塾にいっていても、習ったからと授業をおろそかにするなら逆効果。
こまぎれ時間を活用しよう。


国語

国語の時間数は一番多いし全科目の基礎
古文や漢文もはじまり、文法もはいってきて広がるけど、逆に一つくらいは得意になって国語が好きになるチャンス。

国語が苦手な人ほど予習復習に音読を取り入れよう。
そして、苦手な人ほど予習型にしよう。そうしないと授業中漢字の確認で精いっぱいで内容が頭に入らない。
得意な人は早く読むようにチャレンジしよう。
ワンランク上の読み方
小説・・・とき、ところ、登場人物を考える、登場人物の心理を表す文章に印をつける
説明文や評論・・・結論が書かれている抽象的な段落を探す。抽象と具体をわける。
詩歌や短歌、俳句・・・倒置、比喩、体言止めなどの表現技法をさがし、効果を考えてみよう
古典や漢文・・・すらすらよめることが大切


辞書はたくさん引いて、引いた言葉に印をつけてどんどん汚していこう。
書き写す作業より時間と手間がかかり、意味をとるほうに集中できない。意味調べが面倒くさくなる。
それよりたくさん引く方が大切。

意味を示して元の言葉を問う。問題を作って語句をマスター
例 けむりなどがあたりにひろがること→5文字など

復習に役立つノートづくりを
日付を入れる
番所の写しにプラスアルファを、「先生の問い」「自分はどう考えたのか」「他の人はどう考えたか」「結論はどうなったか」
記号、考えに根拠となるきょうかしょの部分を記録、対立する考えは分けてかく。

漢字攻略法
何度もノートに書いて練習しているのに、効果がない。
テストするとだいたい形はあっているのだが、ちょっとした間違いで×になる人への覚え方のポイント
1 漢和辞典を活用して筆順をたしかめる
2 空書きして練習する(筆順と画数を確認)
3 小学校で習った966文字をマスター

進める順番
1 筆順を見ながら指書きする
2 なぞり書きをする
3 写しが気をする
4 テストで確認
5 間違えた問題だけ繰り返す


表現力をみにつけるには
何度も教科書を読んですぐれた文章を覚えよう
好きな文章を原稿用紙に書き写す
論理的文章の文章のかきかたは結論から
理科や社会の復習でつかってみよう。

差がつくのは古典
マンガを活用する
何度も読む

文法は用語を確実にする

読書量を増やす
ジャンルは問わない。
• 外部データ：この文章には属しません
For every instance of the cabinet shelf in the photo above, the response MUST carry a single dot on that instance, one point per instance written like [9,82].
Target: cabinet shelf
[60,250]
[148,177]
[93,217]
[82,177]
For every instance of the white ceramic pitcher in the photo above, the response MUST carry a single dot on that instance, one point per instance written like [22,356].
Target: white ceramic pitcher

親子で同じ本を読むのもよい

言葉遊びをする
辞書で簡単なことばを引いてどう説明されているか予想して確かめるゲームなど
「青」「右」などがおもしろい。
友達同士でクロスワードをしたり、何の意味もない議論をしたりするのもいい。

参考書は語彙をふやしたり、知識をふやしたり、まとめたりするのには役立つが、主題をよみとってり、説明文の要旨のまとめなどには役にたたないのでいらない。

受験対策には、過去問を。予想問題はいらない。
どんな問題構成かなどが役に立つ。
直前対策は基本的にできない、他の教科を頑張ったほうがいいが、あえてやるなら、小学校漢字、文法総合問題、著者の考えた理科社会の用語の漢字ドリル。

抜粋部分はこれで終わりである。